Lyle leaned forward. “But once you were out of the cleft, you could bounce…”
“Yeah. Got my bearings from the GPS, shook hands again with the aerostat, checked in with Serena and Stoltz. Gauged the distance and told Stoltz I’d call him when it was time to open the dance. Serena said there was no movement on the up-and-down; but hell, those bandits know how to get around without smiling for the sat’-cams. Anything worth noticing would have been under trees or camo overhangs or down in the bunkers. You know how it is.”
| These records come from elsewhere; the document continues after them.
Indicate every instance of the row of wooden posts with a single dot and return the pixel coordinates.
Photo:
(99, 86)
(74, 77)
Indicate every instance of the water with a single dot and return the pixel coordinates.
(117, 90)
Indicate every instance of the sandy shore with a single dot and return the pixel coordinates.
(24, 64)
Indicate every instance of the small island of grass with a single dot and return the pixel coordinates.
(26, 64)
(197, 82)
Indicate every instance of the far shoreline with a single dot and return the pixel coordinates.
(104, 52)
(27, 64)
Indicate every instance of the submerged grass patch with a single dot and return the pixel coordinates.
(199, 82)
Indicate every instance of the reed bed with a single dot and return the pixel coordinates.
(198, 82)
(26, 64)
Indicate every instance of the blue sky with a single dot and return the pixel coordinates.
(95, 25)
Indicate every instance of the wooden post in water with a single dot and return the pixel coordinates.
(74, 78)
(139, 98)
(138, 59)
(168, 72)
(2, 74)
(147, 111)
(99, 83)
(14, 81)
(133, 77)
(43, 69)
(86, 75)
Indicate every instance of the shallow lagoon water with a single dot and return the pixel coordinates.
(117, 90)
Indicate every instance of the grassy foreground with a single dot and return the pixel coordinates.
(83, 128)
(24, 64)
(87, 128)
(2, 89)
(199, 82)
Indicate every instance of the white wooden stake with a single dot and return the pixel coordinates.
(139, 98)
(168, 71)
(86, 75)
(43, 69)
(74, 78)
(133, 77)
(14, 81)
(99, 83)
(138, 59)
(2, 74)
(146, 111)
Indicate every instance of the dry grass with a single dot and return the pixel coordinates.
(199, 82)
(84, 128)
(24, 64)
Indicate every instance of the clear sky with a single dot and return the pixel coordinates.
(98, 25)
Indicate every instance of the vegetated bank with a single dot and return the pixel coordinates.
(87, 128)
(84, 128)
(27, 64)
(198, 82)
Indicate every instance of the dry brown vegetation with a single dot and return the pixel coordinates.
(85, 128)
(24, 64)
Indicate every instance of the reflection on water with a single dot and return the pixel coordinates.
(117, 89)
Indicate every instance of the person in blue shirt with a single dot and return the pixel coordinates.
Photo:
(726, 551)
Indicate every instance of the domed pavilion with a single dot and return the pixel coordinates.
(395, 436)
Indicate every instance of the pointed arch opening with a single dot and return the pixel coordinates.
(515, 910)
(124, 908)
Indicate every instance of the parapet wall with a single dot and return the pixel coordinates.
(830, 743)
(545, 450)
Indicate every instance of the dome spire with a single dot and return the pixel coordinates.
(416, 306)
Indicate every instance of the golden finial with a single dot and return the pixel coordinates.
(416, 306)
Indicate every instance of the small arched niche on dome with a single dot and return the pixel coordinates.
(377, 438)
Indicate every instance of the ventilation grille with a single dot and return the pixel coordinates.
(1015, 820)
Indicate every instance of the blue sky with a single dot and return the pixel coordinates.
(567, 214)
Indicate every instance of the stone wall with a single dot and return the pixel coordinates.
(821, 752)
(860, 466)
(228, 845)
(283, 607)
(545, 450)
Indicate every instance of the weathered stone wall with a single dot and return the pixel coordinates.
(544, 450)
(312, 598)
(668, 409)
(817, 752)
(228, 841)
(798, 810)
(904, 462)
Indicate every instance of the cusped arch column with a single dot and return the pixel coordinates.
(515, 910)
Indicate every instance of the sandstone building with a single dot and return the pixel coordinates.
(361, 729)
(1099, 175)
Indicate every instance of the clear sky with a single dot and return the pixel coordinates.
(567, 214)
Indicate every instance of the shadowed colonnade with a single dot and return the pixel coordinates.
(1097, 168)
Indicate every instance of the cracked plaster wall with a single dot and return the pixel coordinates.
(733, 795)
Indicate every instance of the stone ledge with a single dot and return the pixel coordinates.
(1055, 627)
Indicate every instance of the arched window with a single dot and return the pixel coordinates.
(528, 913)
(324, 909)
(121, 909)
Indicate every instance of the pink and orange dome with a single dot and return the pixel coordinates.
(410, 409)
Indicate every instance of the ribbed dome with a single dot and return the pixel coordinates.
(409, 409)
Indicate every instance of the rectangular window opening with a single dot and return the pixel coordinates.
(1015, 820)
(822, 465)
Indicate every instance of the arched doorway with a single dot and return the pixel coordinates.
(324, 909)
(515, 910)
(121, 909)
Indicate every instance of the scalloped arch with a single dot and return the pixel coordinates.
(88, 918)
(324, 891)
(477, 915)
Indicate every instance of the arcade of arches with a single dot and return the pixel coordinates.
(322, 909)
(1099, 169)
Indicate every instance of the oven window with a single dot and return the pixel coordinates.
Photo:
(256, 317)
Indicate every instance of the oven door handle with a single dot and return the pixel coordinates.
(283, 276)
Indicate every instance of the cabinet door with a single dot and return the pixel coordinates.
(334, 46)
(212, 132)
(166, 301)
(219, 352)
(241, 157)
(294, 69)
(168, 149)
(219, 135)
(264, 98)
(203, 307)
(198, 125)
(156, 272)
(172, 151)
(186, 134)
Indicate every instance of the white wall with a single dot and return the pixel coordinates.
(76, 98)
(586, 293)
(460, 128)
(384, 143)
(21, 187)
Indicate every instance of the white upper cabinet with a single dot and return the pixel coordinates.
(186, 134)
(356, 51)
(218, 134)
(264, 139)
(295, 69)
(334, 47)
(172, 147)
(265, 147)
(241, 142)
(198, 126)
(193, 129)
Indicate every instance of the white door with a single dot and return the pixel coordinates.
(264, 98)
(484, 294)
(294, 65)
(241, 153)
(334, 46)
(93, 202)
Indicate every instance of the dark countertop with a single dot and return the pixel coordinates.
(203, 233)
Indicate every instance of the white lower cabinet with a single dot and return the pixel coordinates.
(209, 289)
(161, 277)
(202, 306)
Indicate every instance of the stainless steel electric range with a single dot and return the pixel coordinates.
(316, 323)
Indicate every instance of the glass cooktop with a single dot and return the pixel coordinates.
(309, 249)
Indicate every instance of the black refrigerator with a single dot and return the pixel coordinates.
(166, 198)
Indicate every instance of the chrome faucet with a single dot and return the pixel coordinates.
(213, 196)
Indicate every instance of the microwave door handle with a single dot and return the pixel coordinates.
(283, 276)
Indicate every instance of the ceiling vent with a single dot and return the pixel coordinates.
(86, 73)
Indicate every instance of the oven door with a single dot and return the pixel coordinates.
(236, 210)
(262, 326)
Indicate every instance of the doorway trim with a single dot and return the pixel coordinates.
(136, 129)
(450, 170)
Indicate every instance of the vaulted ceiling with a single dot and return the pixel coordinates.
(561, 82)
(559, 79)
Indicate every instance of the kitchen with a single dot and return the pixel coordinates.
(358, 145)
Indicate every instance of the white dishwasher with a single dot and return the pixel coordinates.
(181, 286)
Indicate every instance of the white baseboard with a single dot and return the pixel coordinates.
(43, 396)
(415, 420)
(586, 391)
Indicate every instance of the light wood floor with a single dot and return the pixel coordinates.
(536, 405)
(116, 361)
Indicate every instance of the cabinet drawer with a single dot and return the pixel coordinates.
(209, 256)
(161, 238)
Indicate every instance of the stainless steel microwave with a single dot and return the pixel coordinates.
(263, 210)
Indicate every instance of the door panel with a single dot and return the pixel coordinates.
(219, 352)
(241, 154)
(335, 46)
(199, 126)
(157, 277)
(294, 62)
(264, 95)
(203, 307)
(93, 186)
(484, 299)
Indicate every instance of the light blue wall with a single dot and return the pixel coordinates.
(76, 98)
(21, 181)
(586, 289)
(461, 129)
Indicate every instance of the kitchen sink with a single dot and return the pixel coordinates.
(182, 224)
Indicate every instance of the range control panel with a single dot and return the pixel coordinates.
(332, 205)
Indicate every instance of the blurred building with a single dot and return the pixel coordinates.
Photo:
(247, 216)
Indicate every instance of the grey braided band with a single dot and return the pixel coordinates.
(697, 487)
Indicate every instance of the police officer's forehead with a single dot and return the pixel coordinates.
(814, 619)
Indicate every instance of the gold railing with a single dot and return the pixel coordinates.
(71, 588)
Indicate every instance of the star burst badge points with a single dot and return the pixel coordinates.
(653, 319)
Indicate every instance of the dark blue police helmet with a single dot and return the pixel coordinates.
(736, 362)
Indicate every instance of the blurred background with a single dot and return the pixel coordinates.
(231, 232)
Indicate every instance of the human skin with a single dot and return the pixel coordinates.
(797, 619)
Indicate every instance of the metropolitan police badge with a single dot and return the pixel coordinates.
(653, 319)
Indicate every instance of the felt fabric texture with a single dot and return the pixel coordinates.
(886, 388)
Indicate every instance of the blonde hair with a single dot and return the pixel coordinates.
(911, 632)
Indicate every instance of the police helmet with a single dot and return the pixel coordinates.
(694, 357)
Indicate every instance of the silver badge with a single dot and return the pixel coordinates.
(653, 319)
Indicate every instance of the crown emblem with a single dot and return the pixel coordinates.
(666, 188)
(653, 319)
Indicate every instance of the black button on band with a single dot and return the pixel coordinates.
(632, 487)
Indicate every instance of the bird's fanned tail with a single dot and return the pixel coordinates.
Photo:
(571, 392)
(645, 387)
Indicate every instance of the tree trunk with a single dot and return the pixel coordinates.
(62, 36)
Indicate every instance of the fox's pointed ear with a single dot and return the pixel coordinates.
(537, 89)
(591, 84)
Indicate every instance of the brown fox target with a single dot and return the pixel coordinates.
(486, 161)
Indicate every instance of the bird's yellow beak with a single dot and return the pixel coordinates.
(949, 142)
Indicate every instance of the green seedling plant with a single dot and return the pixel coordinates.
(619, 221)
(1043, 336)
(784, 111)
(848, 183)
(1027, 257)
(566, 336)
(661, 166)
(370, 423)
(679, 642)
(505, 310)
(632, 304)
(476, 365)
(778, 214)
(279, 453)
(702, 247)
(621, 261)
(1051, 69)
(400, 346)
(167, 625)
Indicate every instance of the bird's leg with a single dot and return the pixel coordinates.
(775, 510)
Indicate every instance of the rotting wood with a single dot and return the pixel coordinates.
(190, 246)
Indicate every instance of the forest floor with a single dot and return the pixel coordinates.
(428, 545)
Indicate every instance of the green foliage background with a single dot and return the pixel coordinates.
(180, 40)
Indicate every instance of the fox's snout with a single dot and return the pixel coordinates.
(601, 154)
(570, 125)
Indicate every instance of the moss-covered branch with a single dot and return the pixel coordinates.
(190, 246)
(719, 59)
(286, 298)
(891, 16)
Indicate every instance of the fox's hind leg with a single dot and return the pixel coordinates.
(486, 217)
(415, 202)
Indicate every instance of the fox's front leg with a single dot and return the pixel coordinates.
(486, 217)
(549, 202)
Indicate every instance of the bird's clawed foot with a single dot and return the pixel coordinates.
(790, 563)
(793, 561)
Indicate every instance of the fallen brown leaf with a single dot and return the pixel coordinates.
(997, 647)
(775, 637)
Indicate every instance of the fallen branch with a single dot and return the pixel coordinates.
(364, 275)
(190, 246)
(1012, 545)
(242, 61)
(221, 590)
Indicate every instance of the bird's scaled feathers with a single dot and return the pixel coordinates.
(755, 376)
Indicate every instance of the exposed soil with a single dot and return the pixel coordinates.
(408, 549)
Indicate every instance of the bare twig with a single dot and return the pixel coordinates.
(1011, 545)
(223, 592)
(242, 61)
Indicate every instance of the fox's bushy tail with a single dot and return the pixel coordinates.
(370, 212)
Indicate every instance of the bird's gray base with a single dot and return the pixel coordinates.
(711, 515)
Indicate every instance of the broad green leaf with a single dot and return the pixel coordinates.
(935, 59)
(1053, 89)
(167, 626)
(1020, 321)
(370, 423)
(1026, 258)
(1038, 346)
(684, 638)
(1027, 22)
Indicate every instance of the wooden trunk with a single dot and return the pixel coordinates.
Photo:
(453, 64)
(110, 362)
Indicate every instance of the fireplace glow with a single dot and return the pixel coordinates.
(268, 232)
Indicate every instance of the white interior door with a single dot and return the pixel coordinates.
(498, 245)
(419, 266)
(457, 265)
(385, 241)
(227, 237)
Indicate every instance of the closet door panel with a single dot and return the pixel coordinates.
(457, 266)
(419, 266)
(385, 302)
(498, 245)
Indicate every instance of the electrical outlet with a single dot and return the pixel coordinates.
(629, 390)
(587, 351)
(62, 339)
Lyle and Angel said they knew how it was. I chimed in, too; but for me it was more a theoretical knowledge, cadged from recon photos, official briefings, or picking the brains of Insiders. I’d written about it in “The Ambush.” People tell me how my stories make everything come alive for them—a funny expression to use about stories of combat—but only I knew how dead the words felt under my fingertips.
“There was this one building, though, seemed to have a lot of in-and-out. The Artificial Stupid thought it was either a headquarters, an entrance to the bunker system, a whorehouse, or a public library.”
Angel shook his head. “Jesus. No wonder they call ’em Stupids—”
“You put up any bumblebees?” asked Lyle.